On répondit donc au cardinal qu'il n'avait point à s'arrêter au refus des patriotes de San-Martino et que l'amnistie proposée par lui était acceptée.
On le priait d'indiquer le jour et l'heure où les chefs des deux partis se réuniraient pour jeter les bases de la capitulation.
Mais, pendant cette même journée du 19 juin, arriva une chose à laquelle on devait s'attendre.
Les Calabrais, les lazzaroni, les paysans, les forçats et tous ces hommes de rapine et de sang qui, pour piller et tuer à leur satisfaction, suivaient les Sciarpa, les Mammone, les Fra-Diavolo, les Panedigrano et autres bandits de même étoffe, tous ces hommes enfin, voyant la proclamation du cardinal qui mettait une fin aux massacres et aux incendies, résolurent de ne point obéir à cet ordre et de continuer le cours de leurs meurtres et de leurs dévastations.
Le cardinal frémit en sentant l'arme avec laquelle jusque-là il avait vaincu, lui tomber des mains.
Il donna l'ordre de ne plus ouvrir les prisons aux prisonniers que l'on y conduirait.
Il renforça les corps russes, turcs et suisses qui se trouvaient dans la ville, les seuls, en effet, sur lesquels il pût compter.
Alors, le peuple, ou plutôt des bandes d'assassins, de meurtriers et de brigands qui désolaient, incendiaient et ensanglantaient la ville, voyant que les prisons restaient fermées devant les prisonniers qu'ils y conduisaient, les fusillèrent et les pendirent sans jugement.
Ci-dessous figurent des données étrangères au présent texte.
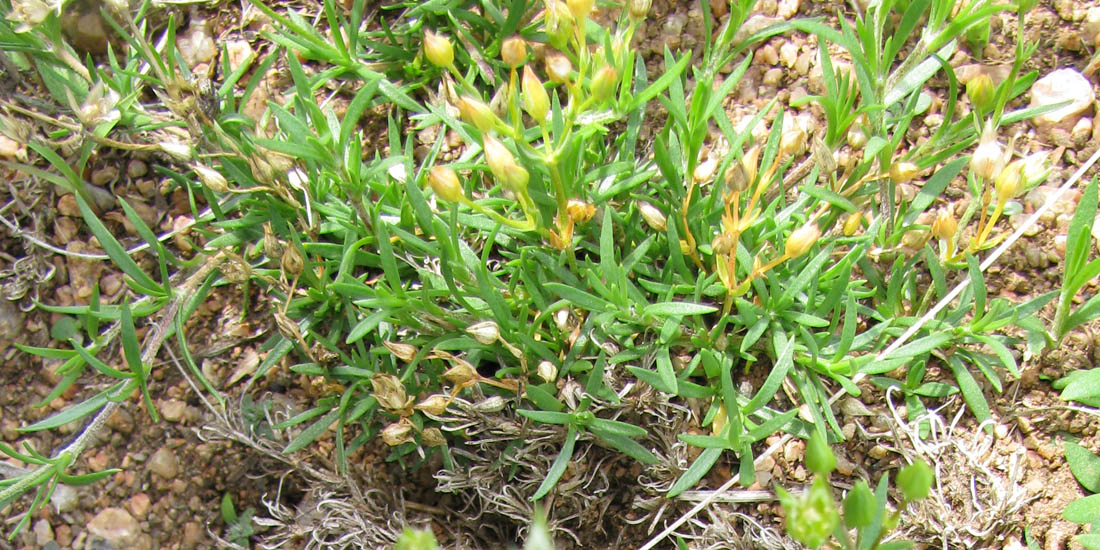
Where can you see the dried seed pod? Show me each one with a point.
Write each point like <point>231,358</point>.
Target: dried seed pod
<point>801,240</point>
<point>438,50</point>
<point>904,172</point>
<point>514,52</point>
<point>435,405</point>
<point>547,371</point>
<point>402,351</point>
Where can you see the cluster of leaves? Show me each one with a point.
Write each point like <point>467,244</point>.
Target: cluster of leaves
<point>547,250</point>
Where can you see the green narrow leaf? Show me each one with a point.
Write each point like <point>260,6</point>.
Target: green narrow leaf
<point>1085,465</point>
<point>559,464</point>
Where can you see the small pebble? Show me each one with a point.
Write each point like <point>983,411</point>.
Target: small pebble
<point>164,463</point>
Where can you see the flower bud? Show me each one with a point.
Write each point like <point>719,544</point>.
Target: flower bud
<point>477,113</point>
<point>559,23</point>
<point>514,52</point>
<point>801,240</point>
<point>902,173</point>
<point>503,165</point>
<point>438,50</point>
<point>856,138</point>
<point>945,226</point>
<point>389,393</point>
<point>820,458</point>
<point>603,83</point>
<point>652,216</point>
<point>432,437</point>
<point>433,405</point>
<point>402,351</point>
<point>292,261</point>
<point>484,332</point>
<point>547,371</point>
<point>579,210</point>
<point>638,9</point>
<point>859,506</point>
<point>397,433</point>
<point>580,9</point>
<point>915,481</point>
<point>980,91</point>
<point>536,100</point>
<point>211,178</point>
<point>446,184</point>
<point>559,68</point>
<point>988,160</point>
<point>853,222</point>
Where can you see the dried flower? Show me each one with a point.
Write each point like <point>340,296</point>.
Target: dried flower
<point>536,99</point>
<point>397,433</point>
<point>904,172</point>
<point>433,404</point>
<point>945,226</point>
<point>389,393</point>
<point>503,165</point>
<point>579,210</point>
<point>446,184</point>
<point>559,23</point>
<point>432,437</point>
<point>211,178</point>
<point>638,9</point>
<point>477,113</point>
<point>801,240</point>
<point>438,50</point>
<point>988,160</point>
<point>547,371</point>
<point>580,9</point>
<point>484,332</point>
<point>402,351</point>
<point>559,68</point>
<point>514,52</point>
<point>652,216</point>
<point>853,222</point>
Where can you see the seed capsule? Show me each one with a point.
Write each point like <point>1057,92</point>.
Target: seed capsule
<point>801,240</point>
<point>652,216</point>
<point>438,50</point>
<point>514,52</point>
<point>536,99</point>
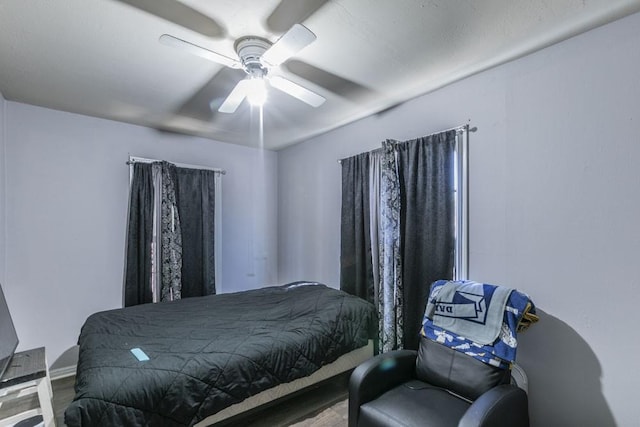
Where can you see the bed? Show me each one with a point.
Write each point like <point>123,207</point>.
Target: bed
<point>209,356</point>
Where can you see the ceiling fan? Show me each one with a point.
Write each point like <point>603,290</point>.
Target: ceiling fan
<point>257,56</point>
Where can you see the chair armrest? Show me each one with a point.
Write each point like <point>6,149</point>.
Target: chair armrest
<point>376,375</point>
<point>503,406</point>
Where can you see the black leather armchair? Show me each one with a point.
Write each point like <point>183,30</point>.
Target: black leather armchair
<point>436,386</point>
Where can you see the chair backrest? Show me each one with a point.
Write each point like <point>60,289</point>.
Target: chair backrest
<point>463,375</point>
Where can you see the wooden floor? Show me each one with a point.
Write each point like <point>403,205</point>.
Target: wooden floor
<point>322,406</point>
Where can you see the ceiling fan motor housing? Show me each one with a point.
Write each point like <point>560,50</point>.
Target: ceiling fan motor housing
<point>250,50</point>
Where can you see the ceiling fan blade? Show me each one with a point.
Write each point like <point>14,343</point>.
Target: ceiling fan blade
<point>293,41</point>
<point>297,91</point>
<point>235,98</point>
<point>172,41</point>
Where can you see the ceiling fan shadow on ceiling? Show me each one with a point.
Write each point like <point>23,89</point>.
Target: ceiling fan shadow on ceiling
<point>257,57</point>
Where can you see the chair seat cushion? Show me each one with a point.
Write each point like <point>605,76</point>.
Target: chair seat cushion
<point>414,403</point>
<point>445,367</point>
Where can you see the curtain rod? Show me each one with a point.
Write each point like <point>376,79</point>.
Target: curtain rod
<point>133,160</point>
<point>458,129</point>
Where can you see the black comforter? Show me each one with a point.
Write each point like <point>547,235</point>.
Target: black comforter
<point>207,353</point>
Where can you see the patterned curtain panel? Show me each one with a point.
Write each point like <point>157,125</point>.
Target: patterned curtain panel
<point>390,292</point>
<point>171,237</point>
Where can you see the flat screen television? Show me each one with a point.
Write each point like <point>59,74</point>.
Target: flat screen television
<point>8,336</point>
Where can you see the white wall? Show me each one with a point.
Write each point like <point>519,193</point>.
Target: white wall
<point>66,210</point>
<point>2,189</point>
<point>554,206</point>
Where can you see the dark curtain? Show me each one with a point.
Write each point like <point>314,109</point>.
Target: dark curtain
<point>137,289</point>
<point>425,168</point>
<point>356,275</point>
<point>196,204</point>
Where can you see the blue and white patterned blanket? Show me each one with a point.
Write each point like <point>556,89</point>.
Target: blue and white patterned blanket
<point>500,353</point>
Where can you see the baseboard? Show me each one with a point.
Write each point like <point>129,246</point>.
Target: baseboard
<point>62,372</point>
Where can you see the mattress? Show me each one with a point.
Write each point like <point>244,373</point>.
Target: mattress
<point>177,363</point>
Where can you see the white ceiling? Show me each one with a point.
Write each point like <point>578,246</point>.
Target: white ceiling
<point>102,57</point>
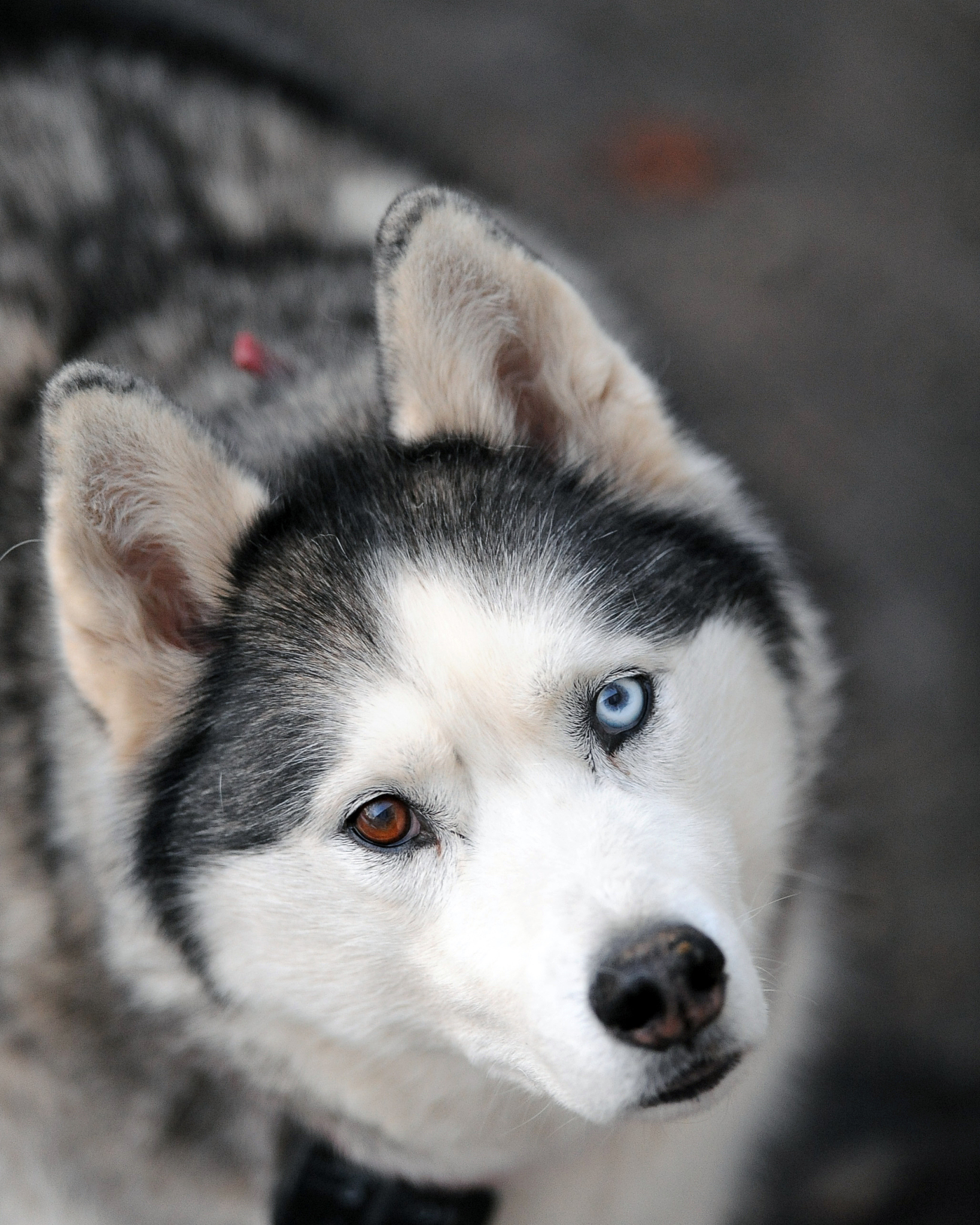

Les moins féroces conduisirent les leurs au commandant du roi à Ischia; mais, là, les patriotes trouvèrent Speciale, lequel se contentait de rendre contre eux des jugements de mort, sans même les interroger, quand, pour en finir plus tôt avec eux, il ne les faisait pas jeter à la mer sans jugement.
Du haut de San-Martino, du haut du château de l'Oeuf et du haut du Château-Neuf, les patriotes voyaient avec terreur et avec rage tout ce qui se passait dans la ville, dans le port et sur la mer.
Révoltés de ce spectacle, les patriotes allaient sans doute reprendre les armes, lorsque le colonel Mejean, furieux de n'avoir pu traiter ni avec le directoire ni avec le cardinal Ruffo, fit dire aux républicains qu'il avait au château Saint-Elme cinq ou six otages qu'il leur livrerait si les massacres ne cessaient pas.